To provide some context, I’m working with batches of volumetric data with a shape of (16, 8, 128, 128, 128), which need to be transferred to CUDA for subsequent deep learning processes. However, I’ve observed that the .cuda()
operation alone can consume approximately 0.5 seconds on my device. This duration is strikingly similar to the time it takes for my neural network to complete a forward pass (~0.5 seconds) (the simplified code snippet below):
import torch
import time
# CUDA warm up
a = torch.ones([16, 8, 128, 128, 128])
a = a.cuda()
torch.cuda.synchronize()
start = time.time()
a = torch.ones([16, 8, 128, 128, 128])
a = a.cuda()
torch.cuda.synchronize()
print(time.time() - start)
# ~0.5s in my device
Despite exploring various avenues for optimization, such as increasing the num_workers
parameter, I’ve found no tangible improvements since the bottleneck isn’t directly linked to the dataset’s __getitem()__
operation. While enabling pin_memory
did yield some speed enhancements, the gains were marginal, barely reducing the time to approximately 0.3 seconds.

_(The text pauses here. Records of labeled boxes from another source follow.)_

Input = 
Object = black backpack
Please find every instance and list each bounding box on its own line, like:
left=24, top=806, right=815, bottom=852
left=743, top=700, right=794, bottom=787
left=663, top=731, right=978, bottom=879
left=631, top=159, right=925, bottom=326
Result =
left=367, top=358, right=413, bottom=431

In an attempt to leverage the multiprocessing capabilities of PyTorch’s DataLoader
, I experimented with pre-loading data onto the GPU within the collate_fn()

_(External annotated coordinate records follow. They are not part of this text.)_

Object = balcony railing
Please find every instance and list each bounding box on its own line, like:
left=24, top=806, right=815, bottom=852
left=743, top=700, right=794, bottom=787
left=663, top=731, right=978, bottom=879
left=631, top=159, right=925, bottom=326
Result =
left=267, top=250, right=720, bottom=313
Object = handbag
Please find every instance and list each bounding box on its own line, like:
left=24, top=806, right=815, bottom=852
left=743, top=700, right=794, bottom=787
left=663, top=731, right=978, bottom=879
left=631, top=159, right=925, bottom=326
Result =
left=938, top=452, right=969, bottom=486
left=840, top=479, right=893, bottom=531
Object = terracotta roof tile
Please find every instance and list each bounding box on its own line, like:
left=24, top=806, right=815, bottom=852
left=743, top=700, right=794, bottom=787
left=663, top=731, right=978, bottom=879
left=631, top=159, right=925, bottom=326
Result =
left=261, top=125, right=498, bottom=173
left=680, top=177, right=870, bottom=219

function (the simplified code snippet below). Remarkably, this approach resulted in significantly faster processing times (~0.004 seconds) when combined with an appropriate num_workers
setting. However, it introduced unexpected anomalies, such as all tensors within the first batch being zero-valued, followed by subsequent batches exhibiting a mix of correct and zero-valued tensors. (I have no idea why these happen)

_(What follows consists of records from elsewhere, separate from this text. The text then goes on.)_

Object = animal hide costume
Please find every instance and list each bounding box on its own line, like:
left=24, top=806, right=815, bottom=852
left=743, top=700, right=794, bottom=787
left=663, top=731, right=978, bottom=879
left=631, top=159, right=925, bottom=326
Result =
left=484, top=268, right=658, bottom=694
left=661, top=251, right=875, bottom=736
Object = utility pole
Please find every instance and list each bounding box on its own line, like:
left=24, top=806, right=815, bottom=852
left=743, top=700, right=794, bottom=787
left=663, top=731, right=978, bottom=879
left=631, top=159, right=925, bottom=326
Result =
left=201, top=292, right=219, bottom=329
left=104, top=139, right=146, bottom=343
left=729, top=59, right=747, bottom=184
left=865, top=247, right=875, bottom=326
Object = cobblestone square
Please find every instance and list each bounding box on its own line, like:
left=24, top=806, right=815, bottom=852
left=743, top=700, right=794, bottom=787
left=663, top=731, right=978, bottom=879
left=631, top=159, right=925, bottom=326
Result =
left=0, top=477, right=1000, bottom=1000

def collate_fn(batch, device):
# Transfer sdf_points to cuda
batch_sdf_points = torch.stack([item[0] for item in batch], dim=0).type(torch.float32).to(device, non_blocking=True)
return batch_sdf_points
dataload = torch.utils.data.DataLoader(
self.train_dataset,
batch_size=self.batch_size,
num_workers=self.num_workers,
shuffle=True,
drop_last=True,
persistent_workers=True,
collate_fn=partial(collate_fn, device='cuda')
)
Given these challenges, I’m reaching out to seek any insights or recommendations regarding further optimizations to expedite this process. Any assistance or guidance would be immensely appreciated.